Amerika- İngiltere- Türkiye üçlüsü başta olmak üzere birçok ülke bu durumdan faydalanmak için harekete geçmiş durumda. Yeni küresel dizayn yolunda Rus engelini aşmak isteyen Amerika ve İngiltere şimdi Baltık bölgesinde yeni bir ‘odak’ oluşturuyor. İsviçre ve Finlandiya daha NATO’ya alınmadı; henüz başvuruları bile yapılmadı ancak İngiltere daha şimdiden bu ülkelerle ‘güvenlik anlaşmaları’ imzaladı. Amerika da desteğini açıkladı ve bu ülkeleri NATO’dan önce ‘güvenlik şemsiyesi’ altına aldı.

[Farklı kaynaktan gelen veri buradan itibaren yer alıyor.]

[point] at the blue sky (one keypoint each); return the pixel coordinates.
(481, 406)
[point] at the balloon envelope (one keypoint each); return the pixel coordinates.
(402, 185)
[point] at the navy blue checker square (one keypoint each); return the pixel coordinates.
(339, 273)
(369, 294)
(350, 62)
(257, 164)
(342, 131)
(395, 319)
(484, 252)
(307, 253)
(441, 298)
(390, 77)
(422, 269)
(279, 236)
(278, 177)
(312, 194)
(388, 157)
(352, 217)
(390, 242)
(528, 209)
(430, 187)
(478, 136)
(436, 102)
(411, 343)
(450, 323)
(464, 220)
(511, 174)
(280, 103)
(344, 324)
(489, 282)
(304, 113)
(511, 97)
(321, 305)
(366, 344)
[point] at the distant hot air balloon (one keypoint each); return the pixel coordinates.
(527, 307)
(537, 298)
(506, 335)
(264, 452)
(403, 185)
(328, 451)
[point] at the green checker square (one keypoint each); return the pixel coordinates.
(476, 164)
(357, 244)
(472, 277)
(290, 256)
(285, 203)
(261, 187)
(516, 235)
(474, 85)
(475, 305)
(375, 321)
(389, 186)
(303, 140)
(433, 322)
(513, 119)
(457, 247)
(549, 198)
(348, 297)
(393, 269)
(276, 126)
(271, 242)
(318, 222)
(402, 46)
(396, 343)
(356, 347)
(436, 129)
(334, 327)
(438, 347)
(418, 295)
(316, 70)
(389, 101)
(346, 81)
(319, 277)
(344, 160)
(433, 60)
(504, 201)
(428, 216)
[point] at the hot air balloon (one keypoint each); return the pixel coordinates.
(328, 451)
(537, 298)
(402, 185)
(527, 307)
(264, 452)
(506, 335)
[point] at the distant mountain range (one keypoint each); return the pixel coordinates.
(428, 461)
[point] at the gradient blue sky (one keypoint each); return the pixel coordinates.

İngiltere ve Amerika, Rusya’nın Ukrayna’da içine düştüğü açmazı derinleştirmek için her fırsatı değerlendirmeye devam edecekleri mesajını da veriyor. Önümüzdeki dönemde yeni kartların açılması bu anlamda olası görünüyor. Putin’in elinde ise nükleer kart var ve Putin bunu bir iki kez masaya da sürdü. Fakat İngiltere, ‘’Rusya’nın nükleer tehdidine karşı kendimizi ve NATO’yu korumak için nükleer silahları ateşlemeye hazırız’’ duyurusuyla Putin’in elindeki kartı gördüğünü açıkladı. İngiltere’nin ‘’reste restle karşılık’’ vermesiyle Putin’in elinin daha da zayıfladığı değerlendirmeleri yapılıyor. Ukrayna savaşı işte böylesi bir belirsizlik içinde sürüyor.
Türkiye’ye gelince;
Türkiye, Ukrayna savaşından bu yana Rusya ile etkinlik mücadelesine girdiği bölgelerdeki çıkarlarını güçlendirmek ve güvence altına almak için çabalıyor. Kürt meselesinden ötürü Rusya’yı açıktan karşısına almaktan çekinse de Türkiye, Rusya’nın Ukrayna’daki çöküşünün Suriye’de, Libya’da, Kafkasya ve Orta Asya’da güç boşluğu yaratacağını düşünüyor ve buralara yerleşmenin çabasını veriyor. Türkiye’nin Libya, Tacikistan, Türkmenistan ile son günlerde yaptığı anlaşmaları böyle ele almak gerekiyor.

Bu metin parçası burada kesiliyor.